Thursday, October 7, 2010

Wideband telco subscribers to rise by nearly fourfold by 2014

EL SEGUNDO, USA: Global subscribers to wideband telco services such as Fiber To The Home (FTTH) and VDSL are expected to rise at more than triple the rate of ADSL during the next few years as carriers seek to boost their networks’ performance, according to the broadband market research firm iSuppli Corp.

Wideband telco services subscribers are forecasted to rise to 281 million in 2014, expanding at a Compound Annual Growth Rate (CAGR) of 30.9 percent from 73 million in 2009. In contrast, ADSL subscribers will grow at an 8.4 percent CAGR during the same period, reaching 458 million in 2014, up from 305 million in 2009.

The figure presents iSuppli’s forecast of global telco VDSL and FTTH versus ADSL subscribers.Source: iSuppli, USA.

The telco broadband market is undergoing a seismic shift in technology as technologies like ADSL begin to give way to wideband services like FTTH and VDSL. While ADSL will continue to dominate most telcos’ broadband installed bases for years to come, subscribership has begun to contract in many developed countries such as the United States, Japan, Korea, Canada and Germany.

Rising competition from other industries is compelling the telcos to turn to wideband technology.

Telcos around the world are facing stiff competition from competitive access suppliers, cable providers and wireless operators. This competitive pressure, which has resulted in stagnating revenues and subscribers eroding by as much as 10 percent per year, has caused telephone companies to rethink how they do business in the residential space.

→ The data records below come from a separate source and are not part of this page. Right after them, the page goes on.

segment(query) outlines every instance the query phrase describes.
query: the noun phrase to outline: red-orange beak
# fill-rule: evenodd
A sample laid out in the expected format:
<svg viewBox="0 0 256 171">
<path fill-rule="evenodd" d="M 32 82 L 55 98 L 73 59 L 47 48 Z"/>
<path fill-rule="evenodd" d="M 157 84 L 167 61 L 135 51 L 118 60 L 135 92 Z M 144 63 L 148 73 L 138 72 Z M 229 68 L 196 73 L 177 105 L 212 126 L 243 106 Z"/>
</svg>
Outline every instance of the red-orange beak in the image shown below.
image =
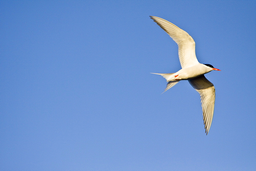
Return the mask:
<svg viewBox="0 0 256 171">
<path fill-rule="evenodd" d="M 221 71 L 218 69 L 217 69 L 217 68 L 212 68 L 213 70 L 216 70 L 216 71 Z"/>
</svg>

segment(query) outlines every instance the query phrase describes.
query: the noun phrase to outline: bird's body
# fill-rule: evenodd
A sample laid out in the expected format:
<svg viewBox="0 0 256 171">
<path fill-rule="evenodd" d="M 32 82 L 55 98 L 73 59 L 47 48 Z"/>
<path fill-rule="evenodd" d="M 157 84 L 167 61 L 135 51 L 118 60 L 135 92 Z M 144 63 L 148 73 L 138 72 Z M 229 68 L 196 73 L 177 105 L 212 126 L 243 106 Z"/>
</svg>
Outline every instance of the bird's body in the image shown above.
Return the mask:
<svg viewBox="0 0 256 171">
<path fill-rule="evenodd" d="M 187 80 L 201 97 L 205 132 L 210 129 L 213 116 L 215 89 L 204 74 L 213 70 L 220 71 L 209 64 L 199 63 L 196 56 L 195 44 L 187 33 L 162 18 L 150 16 L 178 44 L 179 57 L 182 69 L 175 73 L 152 73 L 161 75 L 168 83 L 165 91 L 181 80 Z"/>
</svg>

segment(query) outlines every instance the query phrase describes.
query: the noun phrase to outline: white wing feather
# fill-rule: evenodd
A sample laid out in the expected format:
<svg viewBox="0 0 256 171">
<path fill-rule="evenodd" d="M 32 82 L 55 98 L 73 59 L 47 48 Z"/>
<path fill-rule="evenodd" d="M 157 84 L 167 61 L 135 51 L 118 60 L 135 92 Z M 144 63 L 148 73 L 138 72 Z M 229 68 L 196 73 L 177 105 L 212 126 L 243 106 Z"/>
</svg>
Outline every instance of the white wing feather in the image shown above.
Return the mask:
<svg viewBox="0 0 256 171">
<path fill-rule="evenodd" d="M 208 134 L 213 116 L 215 102 L 215 88 L 213 84 L 204 75 L 188 80 L 194 89 L 200 94 L 203 110 L 205 129 Z"/>
<path fill-rule="evenodd" d="M 183 68 L 199 63 L 196 56 L 195 41 L 187 33 L 163 18 L 150 16 L 178 44 L 179 57 Z"/>
</svg>

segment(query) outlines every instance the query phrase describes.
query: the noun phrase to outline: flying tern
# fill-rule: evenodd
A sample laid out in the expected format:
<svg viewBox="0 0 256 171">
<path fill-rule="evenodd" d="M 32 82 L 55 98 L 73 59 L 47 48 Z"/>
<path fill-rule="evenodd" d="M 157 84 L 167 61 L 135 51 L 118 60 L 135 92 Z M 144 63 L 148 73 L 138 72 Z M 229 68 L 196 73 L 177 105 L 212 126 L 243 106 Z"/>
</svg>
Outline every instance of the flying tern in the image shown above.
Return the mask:
<svg viewBox="0 0 256 171">
<path fill-rule="evenodd" d="M 150 16 L 178 44 L 182 69 L 175 73 L 161 74 L 168 82 L 165 92 L 181 80 L 188 80 L 199 94 L 203 111 L 205 133 L 208 134 L 212 120 L 215 101 L 215 88 L 204 74 L 213 70 L 220 71 L 209 64 L 199 63 L 196 56 L 195 43 L 187 33 L 163 18 Z"/>
</svg>

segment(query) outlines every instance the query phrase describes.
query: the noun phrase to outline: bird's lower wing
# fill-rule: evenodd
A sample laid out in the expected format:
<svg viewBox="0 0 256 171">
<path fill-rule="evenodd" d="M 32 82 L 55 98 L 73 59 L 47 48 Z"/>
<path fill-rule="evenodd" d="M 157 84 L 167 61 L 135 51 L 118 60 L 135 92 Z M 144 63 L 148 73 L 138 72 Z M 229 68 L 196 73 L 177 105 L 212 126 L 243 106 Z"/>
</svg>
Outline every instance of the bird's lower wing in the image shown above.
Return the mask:
<svg viewBox="0 0 256 171">
<path fill-rule="evenodd" d="M 215 88 L 213 84 L 204 75 L 191 80 L 188 82 L 200 94 L 203 110 L 205 129 L 208 134 L 213 116 L 215 102 Z"/>
</svg>

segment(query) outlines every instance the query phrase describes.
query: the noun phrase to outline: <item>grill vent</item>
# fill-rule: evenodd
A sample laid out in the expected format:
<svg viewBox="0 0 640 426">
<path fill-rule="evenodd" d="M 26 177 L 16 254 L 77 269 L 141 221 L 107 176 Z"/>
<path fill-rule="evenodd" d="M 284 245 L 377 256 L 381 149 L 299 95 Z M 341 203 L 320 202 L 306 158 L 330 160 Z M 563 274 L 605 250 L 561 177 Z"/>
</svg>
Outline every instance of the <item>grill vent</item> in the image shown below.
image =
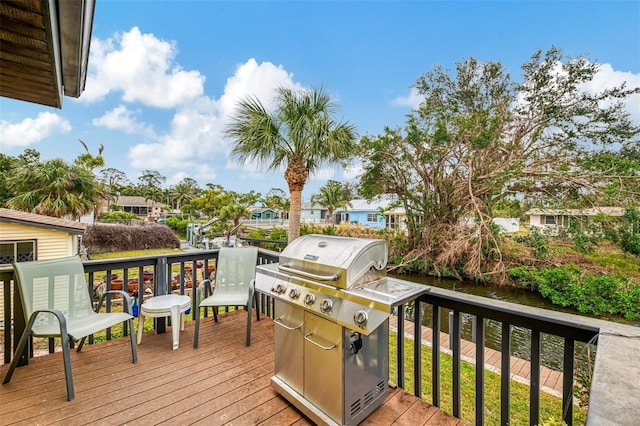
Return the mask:
<svg viewBox="0 0 640 426">
<path fill-rule="evenodd" d="M 364 405 L 371 404 L 371 401 L 373 401 L 373 391 L 364 394 Z"/>
<path fill-rule="evenodd" d="M 358 398 L 351 404 L 351 417 L 354 417 L 356 414 L 360 412 L 360 410 L 362 410 L 362 405 L 360 404 L 360 401 L 361 401 L 360 398 Z"/>
</svg>

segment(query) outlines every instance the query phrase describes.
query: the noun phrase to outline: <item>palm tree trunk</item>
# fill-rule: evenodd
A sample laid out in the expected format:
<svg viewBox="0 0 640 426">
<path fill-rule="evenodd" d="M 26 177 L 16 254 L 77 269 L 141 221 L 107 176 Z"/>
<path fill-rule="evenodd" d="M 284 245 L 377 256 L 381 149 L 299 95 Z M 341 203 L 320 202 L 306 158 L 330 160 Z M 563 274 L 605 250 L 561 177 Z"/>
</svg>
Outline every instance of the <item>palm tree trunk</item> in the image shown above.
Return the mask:
<svg viewBox="0 0 640 426">
<path fill-rule="evenodd" d="M 300 212 L 302 210 L 302 191 L 290 189 L 291 207 L 289 210 L 289 243 L 300 236 Z"/>
</svg>

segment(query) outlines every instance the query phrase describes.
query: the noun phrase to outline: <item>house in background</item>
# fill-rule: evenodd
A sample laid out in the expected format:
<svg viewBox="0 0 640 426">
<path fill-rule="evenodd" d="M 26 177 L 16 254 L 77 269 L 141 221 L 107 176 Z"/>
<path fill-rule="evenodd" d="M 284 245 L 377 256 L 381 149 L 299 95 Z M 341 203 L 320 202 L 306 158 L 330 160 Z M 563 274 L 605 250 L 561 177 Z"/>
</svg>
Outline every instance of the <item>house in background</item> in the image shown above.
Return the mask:
<svg viewBox="0 0 640 426">
<path fill-rule="evenodd" d="M 525 214 L 529 216 L 529 225 L 555 233 L 567 229 L 572 218 L 595 216 L 624 216 L 622 207 L 592 207 L 590 209 L 531 209 Z"/>
<path fill-rule="evenodd" d="M 251 207 L 251 220 L 270 220 L 277 219 L 278 215 L 275 211 L 267 207 Z"/>
<path fill-rule="evenodd" d="M 300 222 L 324 223 L 327 221 L 328 210 L 318 203 L 302 203 L 300 209 Z"/>
<path fill-rule="evenodd" d="M 0 208 L 0 265 L 79 253 L 86 223 Z"/>
<path fill-rule="evenodd" d="M 391 205 L 389 198 L 379 197 L 371 201 L 364 199 L 351 200 L 351 206 L 339 208 L 333 213 L 335 223 L 357 223 L 373 229 L 382 229 L 387 226 L 387 216 L 382 212 Z M 394 214 L 394 221 L 399 222 L 400 217 Z"/>
<path fill-rule="evenodd" d="M 133 213 L 139 216 L 140 219 L 146 219 L 150 222 L 161 218 L 163 209 L 167 208 L 166 205 L 157 201 L 131 195 L 120 195 L 115 198 L 111 205 L 118 206 L 122 211 Z"/>
</svg>

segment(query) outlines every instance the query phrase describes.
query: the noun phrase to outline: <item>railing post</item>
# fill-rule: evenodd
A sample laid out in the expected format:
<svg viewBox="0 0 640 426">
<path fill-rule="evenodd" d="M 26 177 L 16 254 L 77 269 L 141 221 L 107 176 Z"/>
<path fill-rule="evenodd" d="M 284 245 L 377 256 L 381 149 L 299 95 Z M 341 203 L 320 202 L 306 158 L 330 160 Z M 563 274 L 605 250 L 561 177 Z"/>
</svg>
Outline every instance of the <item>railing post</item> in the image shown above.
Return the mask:
<svg viewBox="0 0 640 426">
<path fill-rule="evenodd" d="M 398 306 L 398 387 L 404 389 L 404 305 Z"/>
<path fill-rule="evenodd" d="M 453 311 L 453 356 L 451 362 L 453 380 L 453 416 L 460 418 L 460 312 Z"/>
<path fill-rule="evenodd" d="M 156 270 L 154 272 L 156 285 L 154 289 L 154 296 L 158 296 L 161 294 L 167 294 L 167 258 L 165 256 L 160 256 L 156 261 Z M 167 330 L 167 322 L 166 318 L 159 317 L 153 319 L 154 328 L 156 329 L 156 333 L 164 333 Z"/>
<path fill-rule="evenodd" d="M 431 386 L 433 405 L 440 407 L 440 305 L 433 304 L 433 324 L 431 328 Z"/>
<path fill-rule="evenodd" d="M 502 323 L 502 353 L 500 366 L 500 424 L 509 426 L 511 393 L 511 324 Z"/>
<path fill-rule="evenodd" d="M 413 306 L 413 394 L 422 398 L 422 304 Z"/>
<path fill-rule="evenodd" d="M 484 318 L 475 316 L 476 342 L 476 426 L 484 426 Z"/>
</svg>

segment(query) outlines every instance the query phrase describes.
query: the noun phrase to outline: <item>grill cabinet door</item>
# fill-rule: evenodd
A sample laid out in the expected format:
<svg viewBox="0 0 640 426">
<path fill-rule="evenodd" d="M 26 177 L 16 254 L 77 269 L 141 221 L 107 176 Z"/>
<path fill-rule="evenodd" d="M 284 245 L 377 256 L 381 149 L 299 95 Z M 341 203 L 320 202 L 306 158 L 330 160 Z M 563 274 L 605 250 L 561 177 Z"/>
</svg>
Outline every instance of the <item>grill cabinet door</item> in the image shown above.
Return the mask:
<svg viewBox="0 0 640 426">
<path fill-rule="evenodd" d="M 342 327 L 311 312 L 304 317 L 304 397 L 342 424 Z"/>
<path fill-rule="evenodd" d="M 302 363 L 304 310 L 290 303 L 275 301 L 276 376 L 301 395 L 304 392 Z"/>
</svg>

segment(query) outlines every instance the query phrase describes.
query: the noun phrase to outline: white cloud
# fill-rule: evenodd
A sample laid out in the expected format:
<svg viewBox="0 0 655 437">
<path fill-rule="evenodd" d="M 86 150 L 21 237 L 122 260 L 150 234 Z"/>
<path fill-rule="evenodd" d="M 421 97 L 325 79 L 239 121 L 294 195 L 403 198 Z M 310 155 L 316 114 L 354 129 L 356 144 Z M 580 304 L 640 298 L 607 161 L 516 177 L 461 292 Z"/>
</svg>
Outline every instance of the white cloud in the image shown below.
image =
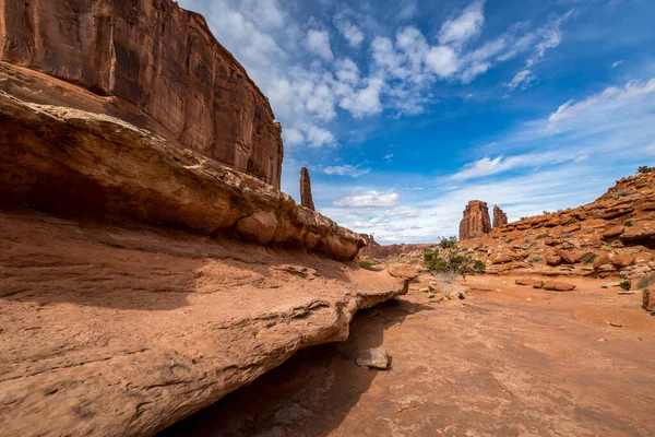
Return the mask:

Virtually all carriers, as well as competitive access suppliers, have chosen a strategy of deploying value-added services, such as IPTV, in combination with their core residential business of voice and data in order to stop subscriber erosion and to increase subscriber Average Revenue Per User (ARPU).

Among bandwidth-intensive applications, IPTV is one of the few that has proven to be successful with subscribers. However, telcos plan to offer other services to boost revenue during the next few years, including 3-D HDTV, cloud-based Digital Video Recording (DVR), distance learning, video telephony, home automation and remote home networking management.

ADSL can deliver a downstream rate of up to 24Mbit/Sec. depending on the distance. VDSL can deliver in excess of 100Mbit/Sec., though the rate falls off rapidly after a relatively short distance, measured in hundreds of meters, eventually matching ADSL rates. FTTH can support speeds up to 1Gbit/Sec. or faster over tens of kilometers.

Telcos’ shift toward wideband will generate significant new opportunities for OEMs and component suppliers. VDSL equipment factory revenue is expected to increase at a 32 percent CAGR from 2009 to 2014, while FTTP is expected to grow at a 21 percent CAGR.

However, OEMs and component suppliers face many key questions as they ponder their transition to wideband, including, which technology should investments be made in, when should those investments be made and which regions should they focus on.
Each of these service offerings demands increased bandwidth in the service provider’s access loops.

Telcos now have almost 340 million ADSL loops in service worldwide, most of which cannot support the increased bandwidth required in both downstream and upstream directions to support the potential value added services that telephone companies would like to offer.

The wideband access technology used by each carrier is unique and depends on many factors, such as the bandwidth required, current deployment of fiber in the access network, the availability of conduits or aerial facilities to run fiber in the neighborhood without the need for trench work, greenfield vs. brownfield, length of the carrier’s copper loops and the time to market.

The answer to the bandwidth requirement question varies significantly by region and by country. For the United States, the need will include the simultaneous transmission of multiple HDTV data streams to the home, requiring a very large amount of bandwidth. For some telephone companies in Asia and Europe, the need is to transmit two Standard Definition Television (SDTV) channels. In some cases this requirement can be met by the existing ADSL networks.

Telephone companies have also chosen a strategy to turn around their stagnating revenues and subscriber erosion in the residential segment—a strategy of transformation from being a voice and data service provider to a full-line multimedia service provider. For most telephone companies, this strategy demands that the telcos migrate their installed base of ADSL subscriber to the next-generation, very high-speed broadband access technologies of VDSL2 and FTTH.